*** (out of four)
Anyone who has ever possessed a weakness for candy and/or video games will want to jump inside “Wreck-It Ralph,” a sweet, colorful 3-D animated feature that finds Disney passing its stuck-in-a-rut partners at Pixar (“Cars 2,” “Brave”).
Like “Toy Story,” “Ralph” focuses on what non-living entertainment items do once people leave the premises. Looking kind of like Colin Farrell if he gained a lot of weight, 9-foot-tall, 600-pound Ralph (voiced by John C. Reilly) has had it with being the bad guy in “Fix It Felix Jr.,” a “Rampage”-looking, 30-year-old arcade game that features happy-go-lucky carpenter Felix (Jack McBrayer) using a magic hammer to repair the damage Ralph causes.
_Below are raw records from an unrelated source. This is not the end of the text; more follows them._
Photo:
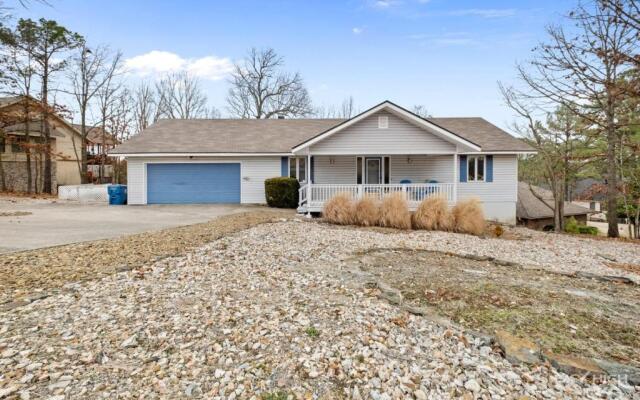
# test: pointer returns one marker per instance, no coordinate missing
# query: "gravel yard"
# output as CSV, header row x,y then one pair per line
x,y
273,311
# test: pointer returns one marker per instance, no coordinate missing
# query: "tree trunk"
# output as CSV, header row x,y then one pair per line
x,y
3,182
612,183
27,150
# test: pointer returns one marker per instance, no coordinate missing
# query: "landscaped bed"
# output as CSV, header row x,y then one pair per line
x,y
568,315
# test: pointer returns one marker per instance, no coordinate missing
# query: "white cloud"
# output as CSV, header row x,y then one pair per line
x,y
156,63
385,4
444,40
485,12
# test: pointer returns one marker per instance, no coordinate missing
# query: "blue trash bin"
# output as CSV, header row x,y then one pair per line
x,y
117,194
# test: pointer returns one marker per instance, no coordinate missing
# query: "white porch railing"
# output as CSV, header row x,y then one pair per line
x,y
84,193
313,196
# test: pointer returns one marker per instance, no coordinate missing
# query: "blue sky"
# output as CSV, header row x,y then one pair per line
x,y
444,54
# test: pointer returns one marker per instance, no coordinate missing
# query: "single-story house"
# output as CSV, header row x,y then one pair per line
x,y
382,150
65,142
535,208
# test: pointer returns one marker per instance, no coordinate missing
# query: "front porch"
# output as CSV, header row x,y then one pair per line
x,y
415,176
313,196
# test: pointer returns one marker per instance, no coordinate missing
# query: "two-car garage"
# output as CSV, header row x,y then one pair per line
x,y
193,183
200,180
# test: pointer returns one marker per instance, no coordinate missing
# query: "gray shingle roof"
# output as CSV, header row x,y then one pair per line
x,y
281,135
224,135
483,133
530,206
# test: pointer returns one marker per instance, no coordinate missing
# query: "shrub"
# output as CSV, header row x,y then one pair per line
x,y
339,209
588,230
571,225
433,214
312,331
367,211
394,212
282,192
468,217
498,231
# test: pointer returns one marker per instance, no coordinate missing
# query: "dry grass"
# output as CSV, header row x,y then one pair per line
x,y
367,211
433,214
339,209
394,212
468,217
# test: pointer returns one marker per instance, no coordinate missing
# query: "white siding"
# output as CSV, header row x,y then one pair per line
x,y
254,171
419,169
136,189
500,196
365,137
342,171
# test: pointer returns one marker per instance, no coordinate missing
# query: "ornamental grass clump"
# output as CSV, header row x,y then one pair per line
x,y
367,211
433,214
468,217
394,212
339,209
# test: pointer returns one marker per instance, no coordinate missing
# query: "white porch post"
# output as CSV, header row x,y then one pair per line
x,y
308,178
455,178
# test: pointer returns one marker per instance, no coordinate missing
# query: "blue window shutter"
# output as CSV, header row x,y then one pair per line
x,y
489,168
312,171
463,168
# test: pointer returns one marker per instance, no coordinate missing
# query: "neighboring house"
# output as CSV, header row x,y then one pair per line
x,y
382,150
63,136
590,193
535,208
99,143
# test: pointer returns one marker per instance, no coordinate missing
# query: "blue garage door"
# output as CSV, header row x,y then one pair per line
x,y
193,183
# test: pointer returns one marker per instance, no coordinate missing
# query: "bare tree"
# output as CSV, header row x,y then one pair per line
x,y
180,95
346,110
581,71
18,77
261,89
48,43
92,68
120,125
145,107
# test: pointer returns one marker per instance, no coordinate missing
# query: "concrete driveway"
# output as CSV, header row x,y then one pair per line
x,y
50,223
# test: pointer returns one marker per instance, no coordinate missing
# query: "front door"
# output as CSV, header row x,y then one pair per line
x,y
373,170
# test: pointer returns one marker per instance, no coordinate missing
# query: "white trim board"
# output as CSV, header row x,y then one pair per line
x,y
193,155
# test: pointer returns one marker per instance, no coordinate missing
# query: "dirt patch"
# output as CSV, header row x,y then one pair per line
x,y
14,213
31,273
568,315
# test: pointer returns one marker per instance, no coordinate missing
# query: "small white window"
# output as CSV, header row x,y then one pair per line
x,y
297,168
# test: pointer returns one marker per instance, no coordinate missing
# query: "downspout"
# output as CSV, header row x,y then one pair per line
x,y
308,173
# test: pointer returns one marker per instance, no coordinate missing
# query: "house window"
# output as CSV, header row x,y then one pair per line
x,y
475,169
17,144
386,170
298,168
This earns Felix a building full of fans (who give him pie) and Ralph a lonely post-work existence, when he retreats to a dump in which he sleeps against a stump on a pile of bricks.
The solution, Ralph thinks, will be hopping into a game called “Hero's Duty” and proving to the folks in “Fix It Felix” that not only good guys can win medals. There he encounters a a world full of evil bugs and a tough-talking sergeant (Jane Lynch) with a tragic backstory. Later, in a polar opposite setting that looks like a pre-Russell Brand Katy Perry video, Ralph enters a candy go-kart game called “Sugar Rush” and develops a rocky relationship with Vanellope (Sarah Silverman), who is ostracized for being a “glitch.”
The result looks like a delightful video game crossover episode, where unemployed Q-Bert begs for money and Sonic the Hedgehog warns, “If you die outside your own game, you don't regenerate. Game over.” The sporadically funny script from Phil Johnston (“Cedar Rapids”) and Jennifer Lee works too hard to generate kids' giggles, relying too heavily on “duty” sounding the same as “doody” and jokes such as Ralph telling a character who is stuck to something to “stick around.”
Yet “Wreck-It Ralph” proves surprisingly fresh and agile, especially considering the increasingly common animated film storyline of villains who want to show their softer side (“Despicable Me,” “Megamind”). Ralph has to learn to love himself; Vanellope must triumph over her game's group-think. Viewers of all ages can enjoy the message that feeling left out may come from a misunderstanding or other people's issues, not because you need to change. The movie finds fun in friendship and playing with your food, so you’re forgiven if you focus most strongly on the cupcakes and chocolate lakes.